Dear J.T.: The gathers and shirrings that appear in dresses, jackets and tops with shoulder yokes are especially helpful in disguising dowager’s hump and other figure problems, including protruding stomachs, caused by the disease. Avoid dresses with waistlines as the curvature of your spine will cause them to pull to one side or to slant. Smocks and smock-like jackets are especially becoming. Wear prints instead of solids, as they camouflage curves.
(Marylou welcomes questions for use in this column, but regrets she cannot answer mail personally. Send your questions to firstname.lastname@example.org.)
©2017, International Fashion Syndicate
Marylou Luther, editor of the International Fashion Syndicate, writes the award-winning Clotheslines column, a question-and-answer fashion advice feature read weekly by more than 5 million.
In addition to her syndicated newspaper column, Luther is the creative director of The Fashion Group International, a non-profit organization for the dissemination of information on fashion, beauty and related fields. Her twice-yearly audio-visual overviews of the New York, London, Milan and Paris ready-to-wear shows are must-seeing/reading for industry leaders. Her coverage of the European collections appears in newspapers throughout the U.S.

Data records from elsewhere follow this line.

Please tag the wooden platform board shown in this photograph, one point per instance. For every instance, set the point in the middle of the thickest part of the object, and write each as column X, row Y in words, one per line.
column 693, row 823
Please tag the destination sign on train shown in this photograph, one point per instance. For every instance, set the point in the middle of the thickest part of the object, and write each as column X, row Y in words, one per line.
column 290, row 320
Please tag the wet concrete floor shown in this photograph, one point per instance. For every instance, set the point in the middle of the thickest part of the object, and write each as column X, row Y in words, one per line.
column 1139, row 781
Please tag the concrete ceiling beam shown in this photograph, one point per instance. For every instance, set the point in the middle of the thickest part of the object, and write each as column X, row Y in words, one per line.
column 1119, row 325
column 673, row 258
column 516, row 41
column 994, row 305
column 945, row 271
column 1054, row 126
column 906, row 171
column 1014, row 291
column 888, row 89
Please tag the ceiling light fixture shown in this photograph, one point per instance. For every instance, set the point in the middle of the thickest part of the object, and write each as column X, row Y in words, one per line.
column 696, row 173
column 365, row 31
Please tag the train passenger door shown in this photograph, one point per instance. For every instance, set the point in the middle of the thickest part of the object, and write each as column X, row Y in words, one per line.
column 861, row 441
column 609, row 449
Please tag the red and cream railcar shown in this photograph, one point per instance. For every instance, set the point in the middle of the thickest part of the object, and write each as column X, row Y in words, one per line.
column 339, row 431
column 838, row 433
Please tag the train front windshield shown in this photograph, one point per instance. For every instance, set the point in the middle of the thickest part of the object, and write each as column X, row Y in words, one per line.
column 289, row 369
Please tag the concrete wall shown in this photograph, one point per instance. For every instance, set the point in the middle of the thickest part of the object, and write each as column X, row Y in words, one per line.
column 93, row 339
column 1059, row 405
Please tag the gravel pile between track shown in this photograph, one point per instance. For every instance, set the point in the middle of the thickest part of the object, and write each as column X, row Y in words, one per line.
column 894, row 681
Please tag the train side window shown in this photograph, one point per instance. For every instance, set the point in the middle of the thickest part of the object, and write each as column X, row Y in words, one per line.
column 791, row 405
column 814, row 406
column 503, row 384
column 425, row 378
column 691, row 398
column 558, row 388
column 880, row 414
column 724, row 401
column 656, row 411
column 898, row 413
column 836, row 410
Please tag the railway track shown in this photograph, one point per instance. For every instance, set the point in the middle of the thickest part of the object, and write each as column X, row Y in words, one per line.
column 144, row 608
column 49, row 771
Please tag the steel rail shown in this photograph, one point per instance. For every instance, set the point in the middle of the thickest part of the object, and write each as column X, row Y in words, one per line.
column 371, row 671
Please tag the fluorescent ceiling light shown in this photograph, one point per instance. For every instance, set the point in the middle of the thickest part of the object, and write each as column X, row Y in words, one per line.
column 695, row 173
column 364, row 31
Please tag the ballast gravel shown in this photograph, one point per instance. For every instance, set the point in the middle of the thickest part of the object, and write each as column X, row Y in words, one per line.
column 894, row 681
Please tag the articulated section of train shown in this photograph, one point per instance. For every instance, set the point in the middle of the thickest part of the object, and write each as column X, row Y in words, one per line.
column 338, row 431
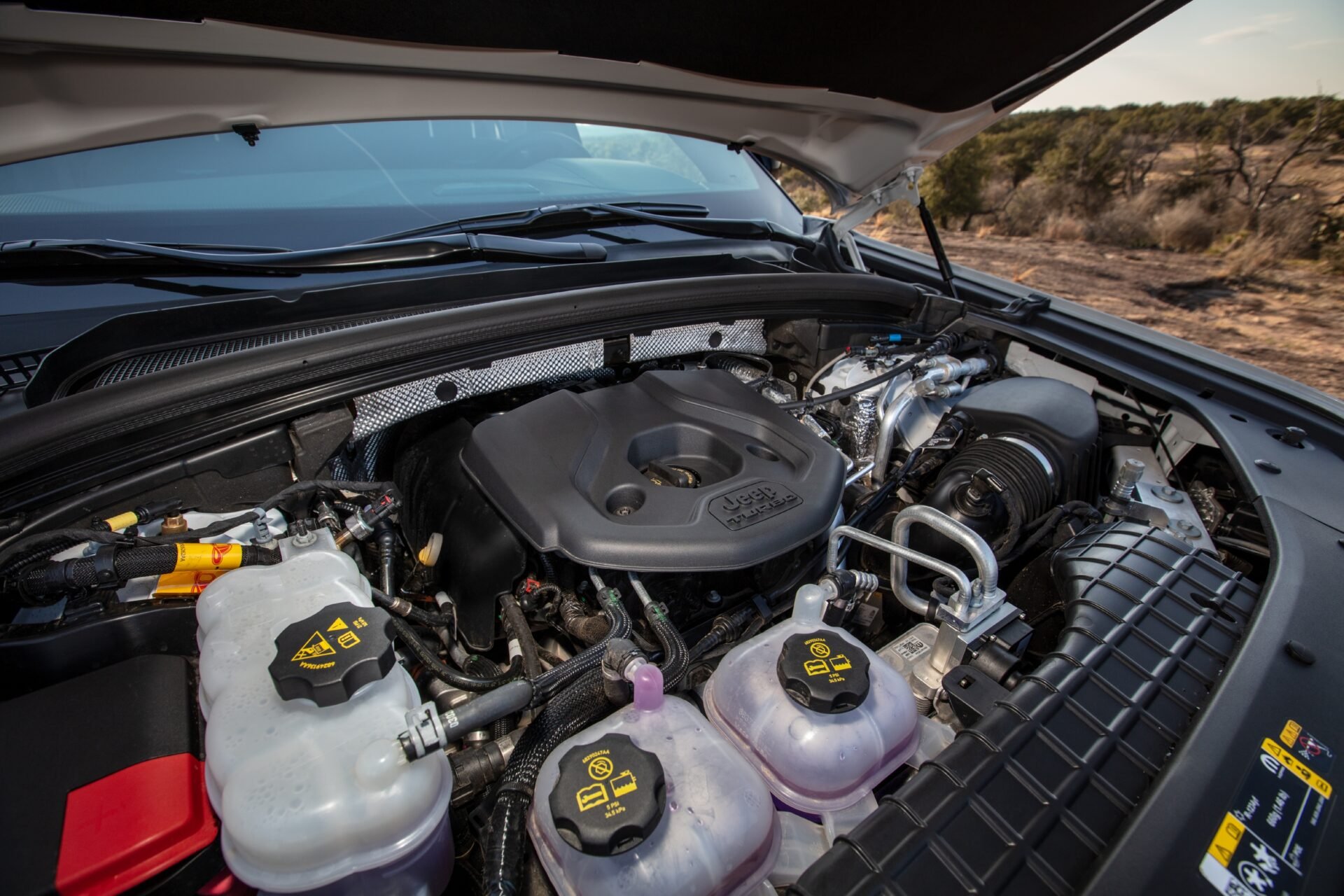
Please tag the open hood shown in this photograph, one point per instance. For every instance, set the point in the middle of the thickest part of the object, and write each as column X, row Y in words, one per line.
column 853, row 99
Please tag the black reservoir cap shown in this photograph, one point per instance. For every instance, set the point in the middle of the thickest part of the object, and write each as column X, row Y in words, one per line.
column 332, row 653
column 609, row 796
column 824, row 671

The former fashion editor of The Los Angeles Times, Chicago Tribune and Des Moines Register is biographied in “Who’s Who in America.” She won the Council of Fashion Designers of America’s coveted Eugenia Sheppard award for fashion journalism, the Women in Communications award and, in 2004, the Accessories Council’s Marylou Luther Award for Fashion Journalism, which will be given every year in her name.
Her essays have appeared in “The Rudi Gernreich Book”, “Thierry Mugler: Fashion, Fetish, Fantasy”, “The Color of Fashion”, “Todd Oldham Without Boundaries” and “Yeohlee: Work.” A book with Geoffrey Beene was published in September, 2005. A graduate of the University of Nebraska, where she received the prestigious Alumni Achievement award, Luther is a member of Phi Beta Kappa, Kappa Tau Alpha, Theta Sigma Phi and Gamma Phi Beta.